民家を改修した丘の棟。移住希望者に無償で貸し出す=三好市池田町州津

 都市圏から移住者を呼び込み、定住してもらおうという「生涯活躍のまち構想」(日本版CCRC)を進める三好市で、移住を検討する人に市内での生活を短期間体験してもらう「お試し移住モニター」の受け入れが11日から始まる。市が既存の建物を改修して整備した住宅2棟を無償で貸し出し、地域の雰囲気や魅力を体感してもらう。現在、モニターの参加希望者を募っている。

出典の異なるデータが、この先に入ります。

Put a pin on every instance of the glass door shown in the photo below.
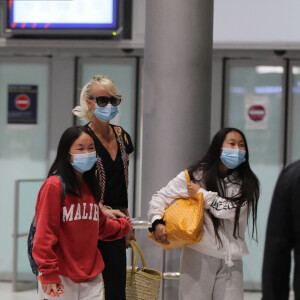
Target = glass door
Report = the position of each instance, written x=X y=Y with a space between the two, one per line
x=255 y=104
x=294 y=112
x=24 y=84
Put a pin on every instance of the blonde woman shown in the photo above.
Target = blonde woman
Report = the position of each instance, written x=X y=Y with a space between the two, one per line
x=99 y=103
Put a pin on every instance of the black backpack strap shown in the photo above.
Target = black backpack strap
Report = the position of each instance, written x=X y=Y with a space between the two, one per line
x=63 y=188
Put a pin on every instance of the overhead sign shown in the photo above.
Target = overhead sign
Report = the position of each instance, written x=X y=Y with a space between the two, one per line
x=22 y=104
x=256 y=112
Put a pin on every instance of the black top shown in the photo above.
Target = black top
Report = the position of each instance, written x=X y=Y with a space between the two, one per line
x=283 y=236
x=115 y=194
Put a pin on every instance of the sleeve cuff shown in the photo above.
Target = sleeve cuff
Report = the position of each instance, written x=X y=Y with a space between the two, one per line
x=156 y=217
x=49 y=278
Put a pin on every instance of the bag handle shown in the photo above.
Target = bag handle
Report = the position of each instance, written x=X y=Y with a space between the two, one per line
x=134 y=246
x=187 y=175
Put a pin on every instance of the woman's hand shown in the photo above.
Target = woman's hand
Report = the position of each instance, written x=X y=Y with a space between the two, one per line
x=193 y=188
x=113 y=213
x=129 y=237
x=48 y=287
x=160 y=235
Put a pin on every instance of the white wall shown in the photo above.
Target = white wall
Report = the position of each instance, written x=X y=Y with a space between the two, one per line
x=245 y=24
x=256 y=23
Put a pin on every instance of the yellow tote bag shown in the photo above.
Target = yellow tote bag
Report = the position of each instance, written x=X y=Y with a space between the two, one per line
x=184 y=221
x=141 y=283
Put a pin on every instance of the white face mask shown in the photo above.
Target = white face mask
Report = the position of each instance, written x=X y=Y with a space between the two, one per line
x=84 y=161
x=232 y=158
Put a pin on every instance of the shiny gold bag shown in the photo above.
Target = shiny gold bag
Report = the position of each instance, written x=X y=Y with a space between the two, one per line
x=184 y=221
x=141 y=283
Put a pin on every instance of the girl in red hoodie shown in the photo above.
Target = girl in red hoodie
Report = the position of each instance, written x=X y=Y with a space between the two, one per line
x=67 y=232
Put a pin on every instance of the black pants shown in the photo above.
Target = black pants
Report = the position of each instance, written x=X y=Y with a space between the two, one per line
x=114 y=273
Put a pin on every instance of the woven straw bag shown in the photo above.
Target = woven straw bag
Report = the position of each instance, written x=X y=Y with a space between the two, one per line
x=184 y=221
x=141 y=284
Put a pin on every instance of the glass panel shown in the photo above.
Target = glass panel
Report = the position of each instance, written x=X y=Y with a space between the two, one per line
x=255 y=104
x=23 y=153
x=295 y=113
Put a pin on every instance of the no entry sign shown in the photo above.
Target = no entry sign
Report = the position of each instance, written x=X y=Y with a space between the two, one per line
x=22 y=104
x=256 y=112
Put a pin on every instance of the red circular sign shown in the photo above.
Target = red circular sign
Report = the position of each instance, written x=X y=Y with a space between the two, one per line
x=256 y=112
x=22 y=102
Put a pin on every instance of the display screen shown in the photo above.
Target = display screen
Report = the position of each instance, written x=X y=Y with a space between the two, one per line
x=63 y=14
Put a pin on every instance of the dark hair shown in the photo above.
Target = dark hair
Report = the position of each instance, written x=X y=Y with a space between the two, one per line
x=213 y=181
x=61 y=165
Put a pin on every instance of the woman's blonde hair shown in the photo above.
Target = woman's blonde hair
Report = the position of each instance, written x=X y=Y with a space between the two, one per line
x=82 y=111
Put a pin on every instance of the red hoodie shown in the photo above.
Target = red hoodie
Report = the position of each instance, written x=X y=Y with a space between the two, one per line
x=65 y=242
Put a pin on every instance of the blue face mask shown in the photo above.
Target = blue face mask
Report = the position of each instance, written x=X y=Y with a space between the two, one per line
x=106 y=113
x=84 y=162
x=232 y=158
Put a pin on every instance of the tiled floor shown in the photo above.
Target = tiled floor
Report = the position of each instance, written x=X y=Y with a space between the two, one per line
x=7 y=294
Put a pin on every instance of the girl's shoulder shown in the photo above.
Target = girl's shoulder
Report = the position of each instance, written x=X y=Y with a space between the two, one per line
x=52 y=182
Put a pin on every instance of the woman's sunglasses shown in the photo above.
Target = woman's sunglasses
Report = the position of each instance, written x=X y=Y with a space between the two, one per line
x=103 y=100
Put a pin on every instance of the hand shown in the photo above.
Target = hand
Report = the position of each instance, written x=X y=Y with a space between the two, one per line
x=160 y=234
x=48 y=287
x=129 y=222
x=129 y=237
x=113 y=213
x=193 y=189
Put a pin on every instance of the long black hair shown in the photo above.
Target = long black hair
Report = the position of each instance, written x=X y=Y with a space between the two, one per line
x=213 y=181
x=61 y=165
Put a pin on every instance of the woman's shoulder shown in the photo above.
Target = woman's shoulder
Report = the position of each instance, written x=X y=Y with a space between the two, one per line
x=125 y=137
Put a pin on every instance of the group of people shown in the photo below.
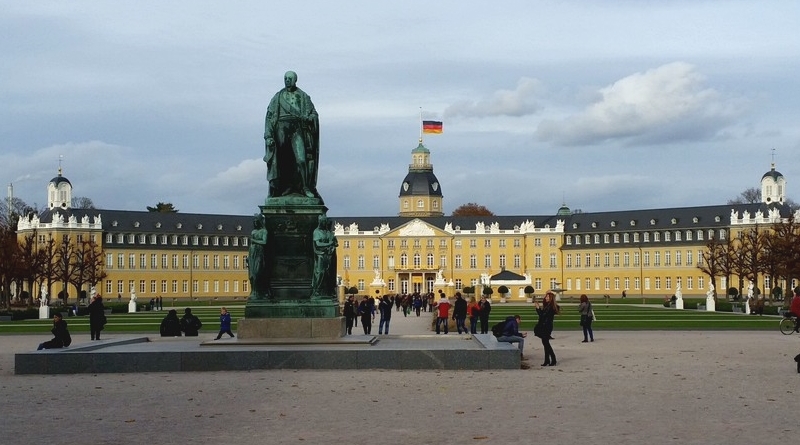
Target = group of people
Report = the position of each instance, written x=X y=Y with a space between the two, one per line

 住まいとなるのは、同市池田町州津にある改修済みの民家(定員4人、木造2階建て約218平方メートル)と、市が「お試し居住施設兼オフィス」として整備中の同市池田町マチの旧真鍋家(定員2人、木造2階建て延べ約1236平方メートル)の住居部分。周囲に畑などが広がる州津の民家は「丘の棟」、市中心部にある旧真鍋家は「街の棟」とそれぞれ名付けた。

 いずれもテレビや冷蔵庫、洗濯機、食器類、寝具などをそろえ、電気代や水道料金などは不要。無線LANサービス「Wi-Fi(ワイファイ)」も整備した。改修費用は計約1800万円で、国の地方創生加速化交付金を活用した。

 モニターの対象は40歳以上。期間は丘の棟が11日~3月6日、街の棟が2月1日~3月6日で、都合に合わせて2泊3日から6泊7日の日程で利用できる。地元のNPO法人マチトソラが滞在中の生活をサポートし、最寄りの空港や駅から住宅までの送迎もある。

 期間中は「四国酒まつり」「うだつマルシェ」「あわこい」などの催しも盛りだくさん。市地方創生推進課は「住宅を拠点に地域の良さを知ってほしい」としている。